Spust Diana T01 zablokowany

Tematy dotyczące wiatrówek

Moderator: Moderatorzy wiatrówkowi

bruno_Hof
Zarejestrowany użytkownik
Zarejestrowany użytkownik
Reactions:
Posty: 506
Rejestracja: 02 lutego 2023, 21:43
Tematy: 7
Grupa: Zarejestrowani użytkownicy

Re: Spust Diana T01 zablokowany

Post autor: bruno_Hof »

kewalsPL pisze: 29 grudnia 2023, 15:55 I co dalej ? Części nie ma skąd kupić a przeróbka na inny spust kosztuje więcej niż wiatrówka..............
Mogę ją odkupić,coś tam wymyślę,tylko zależy to od ceny.
HW95K HW50S Typhoon FT.
Josef
Zarejestrowany użytkownik
Zarejestrowany użytkownik
Reactions:
Posty: 2973
Rejestracja: 26 grudnia 2006, 17:06
Tematy: 40
Lokalizacja: Kalisz
Grupa: Zarejestrowani użytkownicy

Re: Spust Diana T01 zablokowany

Post autor: Josef »

Senio pisze: 28 grudnia 2023, 13:50 T01 jest nie do kupienia obecnie już.
Widzę na stronie akh...y za 276 zł i na jakiejś zagranicznej stronie za 101,90 E
PS
Jeśli mechanizm spustu oraz blokady działają prawidłowo, to zgadzam się z sugestią Senio, że przyczyną blokady zaczepu tłoka może być wpadnięcie kulki/kulek głębiej w kierunku zaczepu tłoka na skutek wyrobienia się gniazda/gniazd kulki/kulek.
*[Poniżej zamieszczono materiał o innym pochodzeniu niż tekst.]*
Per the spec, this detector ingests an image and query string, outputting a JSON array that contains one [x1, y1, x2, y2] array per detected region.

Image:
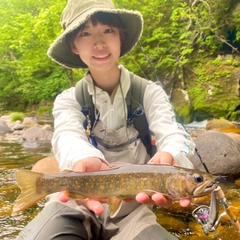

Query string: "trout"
[[12, 164, 216, 215]]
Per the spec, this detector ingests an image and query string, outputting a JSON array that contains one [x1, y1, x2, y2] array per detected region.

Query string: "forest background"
[[0, 0, 240, 123]]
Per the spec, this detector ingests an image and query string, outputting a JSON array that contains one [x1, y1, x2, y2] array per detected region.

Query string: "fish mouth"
[[193, 181, 217, 196]]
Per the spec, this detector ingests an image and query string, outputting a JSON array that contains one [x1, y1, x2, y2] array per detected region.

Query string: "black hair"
[[67, 12, 126, 47]]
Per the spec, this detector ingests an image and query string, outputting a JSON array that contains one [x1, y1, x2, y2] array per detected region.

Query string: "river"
[[0, 119, 240, 239]]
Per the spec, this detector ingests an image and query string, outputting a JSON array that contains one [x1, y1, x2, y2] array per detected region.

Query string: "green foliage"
[[0, 0, 240, 115], [185, 54, 240, 120], [175, 105, 192, 124], [188, 87, 206, 110], [0, 0, 68, 108], [37, 106, 53, 115], [116, 0, 240, 80], [9, 112, 25, 121]]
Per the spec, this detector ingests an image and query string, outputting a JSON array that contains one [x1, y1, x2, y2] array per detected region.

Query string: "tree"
[[0, 0, 76, 109], [0, 0, 240, 115]]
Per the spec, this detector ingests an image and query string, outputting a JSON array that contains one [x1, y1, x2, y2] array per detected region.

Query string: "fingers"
[[59, 191, 105, 215], [59, 191, 70, 202], [149, 151, 176, 165], [76, 199, 104, 215], [151, 193, 172, 208], [136, 192, 191, 209], [136, 192, 152, 204], [73, 158, 109, 172], [136, 192, 172, 208], [179, 198, 191, 207]]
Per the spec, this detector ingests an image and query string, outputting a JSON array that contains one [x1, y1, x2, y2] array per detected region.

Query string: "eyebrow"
[[81, 24, 90, 30]]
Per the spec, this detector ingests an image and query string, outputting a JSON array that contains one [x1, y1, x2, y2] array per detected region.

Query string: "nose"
[[93, 34, 106, 49]]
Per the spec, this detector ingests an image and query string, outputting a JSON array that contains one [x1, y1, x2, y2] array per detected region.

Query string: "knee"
[[17, 203, 88, 240]]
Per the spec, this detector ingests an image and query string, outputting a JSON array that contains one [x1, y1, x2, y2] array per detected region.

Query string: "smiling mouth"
[[93, 54, 110, 59]]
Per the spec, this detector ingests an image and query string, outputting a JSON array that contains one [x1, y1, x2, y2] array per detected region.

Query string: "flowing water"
[[0, 119, 240, 239], [0, 140, 52, 239]]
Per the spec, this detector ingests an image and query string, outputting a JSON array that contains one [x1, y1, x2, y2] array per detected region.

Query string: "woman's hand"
[[59, 157, 109, 215], [136, 151, 191, 208], [148, 151, 178, 166]]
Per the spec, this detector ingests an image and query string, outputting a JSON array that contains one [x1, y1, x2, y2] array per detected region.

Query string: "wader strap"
[[128, 72, 152, 155], [75, 79, 95, 129]]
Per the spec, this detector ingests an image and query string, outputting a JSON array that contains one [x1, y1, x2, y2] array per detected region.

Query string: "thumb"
[[59, 191, 70, 202]]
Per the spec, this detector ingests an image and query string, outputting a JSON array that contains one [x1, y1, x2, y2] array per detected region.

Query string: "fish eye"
[[193, 173, 204, 183]]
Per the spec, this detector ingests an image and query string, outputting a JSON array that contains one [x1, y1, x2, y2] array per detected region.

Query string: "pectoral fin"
[[142, 189, 157, 196], [142, 189, 170, 199], [108, 197, 123, 218]]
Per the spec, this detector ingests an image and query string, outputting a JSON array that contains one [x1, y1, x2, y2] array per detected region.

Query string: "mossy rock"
[[205, 119, 234, 130], [184, 56, 240, 121]]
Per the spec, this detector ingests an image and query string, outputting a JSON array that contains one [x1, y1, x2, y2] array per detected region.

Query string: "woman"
[[16, 0, 195, 239]]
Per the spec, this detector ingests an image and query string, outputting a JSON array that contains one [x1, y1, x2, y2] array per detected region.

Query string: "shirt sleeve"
[[51, 87, 107, 171], [144, 81, 195, 168]]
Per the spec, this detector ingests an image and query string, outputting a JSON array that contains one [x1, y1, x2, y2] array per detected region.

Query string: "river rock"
[[0, 124, 13, 135], [205, 119, 234, 130], [22, 126, 53, 141], [0, 119, 6, 125], [0, 115, 10, 122], [12, 123, 25, 130], [4, 131, 23, 141], [190, 130, 240, 177], [42, 124, 53, 132], [22, 117, 39, 128], [31, 156, 60, 174]]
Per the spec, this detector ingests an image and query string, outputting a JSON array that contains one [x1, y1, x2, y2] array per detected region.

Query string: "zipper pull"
[[85, 115, 91, 137]]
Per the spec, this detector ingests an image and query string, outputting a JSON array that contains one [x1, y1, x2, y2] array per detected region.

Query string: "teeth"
[[94, 54, 109, 59]]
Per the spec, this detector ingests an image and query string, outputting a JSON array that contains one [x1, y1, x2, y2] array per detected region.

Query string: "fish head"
[[166, 169, 216, 199]]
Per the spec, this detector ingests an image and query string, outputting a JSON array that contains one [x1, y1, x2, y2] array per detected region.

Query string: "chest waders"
[[75, 72, 156, 157]]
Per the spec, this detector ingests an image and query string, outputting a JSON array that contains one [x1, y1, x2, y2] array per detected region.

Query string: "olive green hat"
[[47, 0, 143, 69]]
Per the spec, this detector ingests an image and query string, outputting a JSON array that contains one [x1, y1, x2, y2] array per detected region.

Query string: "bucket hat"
[[47, 0, 143, 69]]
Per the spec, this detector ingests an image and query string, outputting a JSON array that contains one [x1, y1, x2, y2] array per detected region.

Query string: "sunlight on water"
[[0, 140, 52, 239]]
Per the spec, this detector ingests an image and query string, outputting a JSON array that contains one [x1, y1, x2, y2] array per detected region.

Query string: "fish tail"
[[12, 170, 47, 213]]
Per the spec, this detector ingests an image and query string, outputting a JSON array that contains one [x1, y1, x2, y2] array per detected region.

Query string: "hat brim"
[[47, 9, 143, 69]]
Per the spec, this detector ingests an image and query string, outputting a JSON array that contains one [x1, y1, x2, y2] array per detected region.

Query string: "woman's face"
[[71, 19, 121, 73]]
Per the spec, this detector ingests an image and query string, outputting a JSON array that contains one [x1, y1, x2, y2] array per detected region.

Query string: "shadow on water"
[[0, 120, 240, 239]]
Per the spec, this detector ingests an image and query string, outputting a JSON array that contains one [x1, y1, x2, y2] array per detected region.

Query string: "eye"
[[193, 173, 204, 183], [104, 28, 114, 34], [79, 31, 90, 37]]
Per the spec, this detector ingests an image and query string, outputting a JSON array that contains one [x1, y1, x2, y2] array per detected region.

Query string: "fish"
[[12, 164, 216, 215]]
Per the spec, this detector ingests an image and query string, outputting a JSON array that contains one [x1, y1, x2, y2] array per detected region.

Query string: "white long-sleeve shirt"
[[52, 65, 195, 171]]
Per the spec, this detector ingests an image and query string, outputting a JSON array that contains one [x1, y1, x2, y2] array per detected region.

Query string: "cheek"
[[73, 45, 89, 59], [117, 37, 122, 48], [72, 38, 89, 55], [113, 38, 121, 55], [70, 43, 79, 55]]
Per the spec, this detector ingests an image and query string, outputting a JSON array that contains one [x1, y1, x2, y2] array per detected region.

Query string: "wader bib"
[[91, 120, 150, 164]]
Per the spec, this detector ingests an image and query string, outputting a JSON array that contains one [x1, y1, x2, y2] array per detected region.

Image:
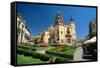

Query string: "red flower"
[[40, 43, 48, 47]]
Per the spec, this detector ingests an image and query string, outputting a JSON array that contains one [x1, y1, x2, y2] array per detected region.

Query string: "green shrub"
[[55, 57, 70, 63], [31, 52, 52, 61], [17, 47, 71, 63], [17, 47, 52, 61], [17, 46, 30, 50], [17, 46, 36, 51], [46, 50, 73, 59], [17, 48, 25, 54], [24, 50, 33, 56], [31, 48, 37, 51], [39, 54, 52, 61]]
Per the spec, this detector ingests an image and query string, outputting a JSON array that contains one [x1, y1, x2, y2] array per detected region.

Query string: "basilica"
[[40, 11, 77, 46]]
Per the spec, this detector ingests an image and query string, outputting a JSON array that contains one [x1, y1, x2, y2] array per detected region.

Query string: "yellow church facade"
[[41, 11, 77, 46]]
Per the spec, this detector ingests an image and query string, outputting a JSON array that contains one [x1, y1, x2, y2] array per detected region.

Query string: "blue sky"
[[17, 3, 96, 39]]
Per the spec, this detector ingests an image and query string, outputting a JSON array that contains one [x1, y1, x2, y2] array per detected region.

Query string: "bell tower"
[[69, 17, 75, 29], [68, 17, 77, 45], [55, 11, 64, 26], [53, 11, 66, 45]]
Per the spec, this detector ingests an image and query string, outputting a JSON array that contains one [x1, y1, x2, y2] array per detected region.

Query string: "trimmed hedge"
[[17, 47, 52, 61], [32, 52, 52, 61], [17, 48, 25, 55], [46, 50, 73, 59], [17, 46, 36, 51], [55, 57, 70, 63], [17, 48, 71, 63], [45, 46, 78, 60]]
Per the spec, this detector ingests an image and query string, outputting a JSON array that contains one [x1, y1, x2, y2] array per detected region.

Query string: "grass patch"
[[17, 54, 45, 65], [46, 46, 78, 59], [48, 46, 77, 55]]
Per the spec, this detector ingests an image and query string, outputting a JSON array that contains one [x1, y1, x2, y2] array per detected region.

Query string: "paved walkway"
[[73, 46, 89, 61], [36, 47, 53, 54], [36, 46, 90, 61]]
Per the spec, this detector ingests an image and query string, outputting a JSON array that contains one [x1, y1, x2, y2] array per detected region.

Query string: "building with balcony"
[[17, 14, 32, 45]]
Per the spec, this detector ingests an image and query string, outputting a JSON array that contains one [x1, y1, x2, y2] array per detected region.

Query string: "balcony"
[[25, 33, 31, 40], [66, 34, 72, 37]]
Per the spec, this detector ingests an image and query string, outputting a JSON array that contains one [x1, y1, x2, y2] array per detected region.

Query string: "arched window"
[[68, 39, 70, 43], [61, 39, 64, 42], [57, 37, 59, 41], [61, 31, 63, 34], [18, 20, 21, 27]]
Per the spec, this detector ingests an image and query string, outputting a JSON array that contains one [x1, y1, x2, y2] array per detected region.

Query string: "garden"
[[17, 44, 78, 65], [46, 46, 78, 60]]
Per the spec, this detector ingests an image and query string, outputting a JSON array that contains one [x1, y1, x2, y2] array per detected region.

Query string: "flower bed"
[[40, 43, 48, 47]]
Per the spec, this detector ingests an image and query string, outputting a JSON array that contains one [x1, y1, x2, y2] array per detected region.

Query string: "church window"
[[22, 25, 24, 28], [68, 39, 70, 43], [57, 29, 59, 34], [61, 31, 63, 34], [61, 39, 64, 42], [58, 16, 61, 19], [67, 31, 70, 34], [57, 38, 59, 41], [18, 20, 21, 27]]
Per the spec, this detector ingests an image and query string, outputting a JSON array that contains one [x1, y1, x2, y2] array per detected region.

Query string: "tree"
[[34, 38, 41, 44]]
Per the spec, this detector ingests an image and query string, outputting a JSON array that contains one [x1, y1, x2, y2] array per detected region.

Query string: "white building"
[[17, 14, 32, 45]]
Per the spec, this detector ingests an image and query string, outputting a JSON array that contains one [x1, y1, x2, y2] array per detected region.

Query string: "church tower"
[[55, 11, 64, 26], [68, 17, 77, 45], [40, 12, 77, 46], [53, 11, 67, 45]]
Według mnie sprawa nie do odblokowania bez zniszczenia tej części mechanizmu, w której znajdują się kulki. Nawet, gdyby jakimś cudem blokada sama ustąpiła, konieczne byłoby rozebranie całego modułu w celu ustalenia przyczyn blokady.
A tak na marginesie konstrukcji T01.
Ciekawi mnie, jaka idea przyświecała twórcom tej konstrukcji.
W innych konstrukcjach, gdy ciągniemy za język spustu, zaczep tłoka jest zwalniany bezpośrednio ostatnią zapadką mechanizmu spustowego. Po zwolnieniu tej zapadki pada od razu strzał.
W T01, gdy ciągniemy za język spustu, ostatnia zapadka mechanizmu spustu zwalnia najpierw "tulejkę" ze sprężynką. Ta "tulejka" na skutek działania tej sprężynki przesuwa się do przodu i odsłania gniazda, w których są kulki blokujące zaczep tłoka. Gdy gniazda są odsłonięte, zaczep tłoka pod wpływem działania sprężyny tłoka wypycha kulki do góry i tłok zostaje zwolniony. Pada strzał. Strzał zatem pada nie od razu po zwolnieniu ostatniej zapadki spustu, ale dopiero po zwolnieniu "tulejki" pośredniczącej między zapadką spustu a zaczepem tłoka. Niewątpliwie wydłuża to cykl strzału. Czy to wydłużenie jest istotne - nie wiem. Ale jednak.
Awatar użytkownika
Senio
Moderator globalny
Moderator globalny
Reactions:
Posty: 9728
Rejestracja: 16 października 2004, 00:39
Tematy: 310
Lokalizacja: Koło.wlkp
Grupa: Moderatorzy globalni

Re: Spust Diana T01 zablokowany

Post autor: Senio »

@Josef

W Nowym Roku dużo zdrowia wszystkim. Pozwolę sobie też na odrobinę wspominek w dwóch zdaniach nawiązując do tego co wyżej napisałeś.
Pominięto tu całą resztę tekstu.